Posted By swbarlow On April 28, 2016 @ 3:47 am In Customs,Foodways,Gestures,Kinesthetic | Comments Disabled

The informant is a 51-year-old international businessman who has frequently traveled across Europe and Asia to meet with clients for the past 20 years.

Over a relaxed nine holes of golf, I asked the informant if there were any dining customs or etiquette that have stood out to him throughout his travels. He mentioned that after having been to South Korea many times, he has learned that you must pour a drink in an extremely particular way when out to lunch or dinner.

“When you’re pouring someone’s drink in South Korea, you have to hold your forearm tightly. So if your right hand is being used to pour the drink, you place your left hand on the underside of your right forearm and wrap your fingers around it. It’s just polite.

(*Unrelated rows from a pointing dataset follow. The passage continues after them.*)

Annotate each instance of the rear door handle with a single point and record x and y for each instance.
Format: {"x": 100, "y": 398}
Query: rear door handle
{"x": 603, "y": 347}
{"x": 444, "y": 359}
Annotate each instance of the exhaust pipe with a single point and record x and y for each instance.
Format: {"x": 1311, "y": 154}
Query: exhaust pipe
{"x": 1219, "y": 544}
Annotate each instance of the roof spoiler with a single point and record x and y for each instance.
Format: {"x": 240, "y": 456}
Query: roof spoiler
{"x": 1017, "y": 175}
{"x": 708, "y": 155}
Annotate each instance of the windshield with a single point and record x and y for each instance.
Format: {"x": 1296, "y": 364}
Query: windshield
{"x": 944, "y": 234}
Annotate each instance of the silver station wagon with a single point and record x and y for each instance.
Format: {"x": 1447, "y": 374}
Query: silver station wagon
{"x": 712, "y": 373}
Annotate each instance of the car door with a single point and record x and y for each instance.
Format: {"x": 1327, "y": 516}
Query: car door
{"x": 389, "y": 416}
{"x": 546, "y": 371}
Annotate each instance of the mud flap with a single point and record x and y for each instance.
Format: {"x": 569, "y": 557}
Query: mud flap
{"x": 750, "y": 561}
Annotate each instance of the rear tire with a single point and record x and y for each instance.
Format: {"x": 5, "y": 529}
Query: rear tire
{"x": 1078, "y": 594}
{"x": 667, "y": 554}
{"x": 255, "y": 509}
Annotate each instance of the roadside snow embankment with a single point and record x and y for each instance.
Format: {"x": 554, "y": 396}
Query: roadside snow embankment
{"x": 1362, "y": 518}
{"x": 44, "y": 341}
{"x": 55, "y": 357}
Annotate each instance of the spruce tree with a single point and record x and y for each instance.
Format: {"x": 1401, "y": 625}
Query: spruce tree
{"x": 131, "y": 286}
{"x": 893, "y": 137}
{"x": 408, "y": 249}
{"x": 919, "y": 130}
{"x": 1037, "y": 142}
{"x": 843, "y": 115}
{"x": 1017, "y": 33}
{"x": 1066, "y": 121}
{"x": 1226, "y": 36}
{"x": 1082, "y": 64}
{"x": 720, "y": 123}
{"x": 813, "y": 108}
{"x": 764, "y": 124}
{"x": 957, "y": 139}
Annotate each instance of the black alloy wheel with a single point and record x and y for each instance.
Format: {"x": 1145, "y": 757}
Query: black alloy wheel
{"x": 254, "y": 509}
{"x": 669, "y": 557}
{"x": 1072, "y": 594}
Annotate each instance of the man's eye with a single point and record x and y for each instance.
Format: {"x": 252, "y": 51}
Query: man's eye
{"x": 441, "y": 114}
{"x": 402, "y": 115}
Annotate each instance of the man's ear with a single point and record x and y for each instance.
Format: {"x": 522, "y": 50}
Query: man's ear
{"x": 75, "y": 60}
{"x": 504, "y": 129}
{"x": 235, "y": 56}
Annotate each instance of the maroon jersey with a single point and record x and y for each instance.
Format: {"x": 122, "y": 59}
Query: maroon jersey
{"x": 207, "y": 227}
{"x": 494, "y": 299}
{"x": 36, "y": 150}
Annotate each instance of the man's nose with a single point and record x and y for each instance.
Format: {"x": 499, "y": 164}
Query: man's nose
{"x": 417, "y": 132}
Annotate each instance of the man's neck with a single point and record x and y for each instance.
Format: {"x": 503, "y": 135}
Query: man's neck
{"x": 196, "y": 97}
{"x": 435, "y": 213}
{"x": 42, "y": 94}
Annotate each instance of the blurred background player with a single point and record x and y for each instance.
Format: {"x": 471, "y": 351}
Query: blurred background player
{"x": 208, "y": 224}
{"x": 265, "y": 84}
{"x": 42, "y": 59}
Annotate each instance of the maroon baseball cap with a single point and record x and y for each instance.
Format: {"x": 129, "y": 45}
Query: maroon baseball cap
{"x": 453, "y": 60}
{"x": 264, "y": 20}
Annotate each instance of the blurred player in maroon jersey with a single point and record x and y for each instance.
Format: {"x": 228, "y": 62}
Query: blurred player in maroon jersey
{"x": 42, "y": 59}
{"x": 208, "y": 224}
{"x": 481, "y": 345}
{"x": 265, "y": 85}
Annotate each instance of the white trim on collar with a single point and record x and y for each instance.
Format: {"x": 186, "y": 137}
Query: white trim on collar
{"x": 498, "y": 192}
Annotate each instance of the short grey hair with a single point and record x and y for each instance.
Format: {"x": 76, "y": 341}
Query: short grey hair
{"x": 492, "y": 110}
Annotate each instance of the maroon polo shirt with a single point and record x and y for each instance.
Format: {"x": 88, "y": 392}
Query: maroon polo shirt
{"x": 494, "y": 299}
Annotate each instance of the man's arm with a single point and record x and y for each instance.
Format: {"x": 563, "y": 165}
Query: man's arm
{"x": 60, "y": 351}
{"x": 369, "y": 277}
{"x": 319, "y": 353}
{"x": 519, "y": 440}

I guess that it comes from the old days when extremely wide-cuffed sleeves were the custom.”

While contemporary fashion trends and the accepted style of dress in South Korea may not encompass wearing sleeves that are so wide-cuffed they have the potential to droop into food and drink, this form of dining etiquette provides a glimpse into the types of formalities that arose as a result of the traditional style of South Korean dress. I asked the informant what a South Korean would do if you failed to hold your forearm when pouring a drink, and he replied, “Probably nothing. It’s kind of like chewing with your mouth open. Nobody will say it but everyone is thinking you’re rude.” Hearing of this subtle dining tradition that I would have otherwise never thought to perform leads me to wonder how often I and other Americans give ourselves away as foreigners when eating in other countries. Assuming that this is a practice unique to South Korea, knowing to engage in this tradition provides South Koreans a silent act of solidarity with one another. If an individual from South Korea is out at a restaurant anywhere across the world and sees another holding their forearm when pouring a drink, they will know that they share a common nationality, or at least that both are knowledgeable and respectful of what they see as proper dining etiquette.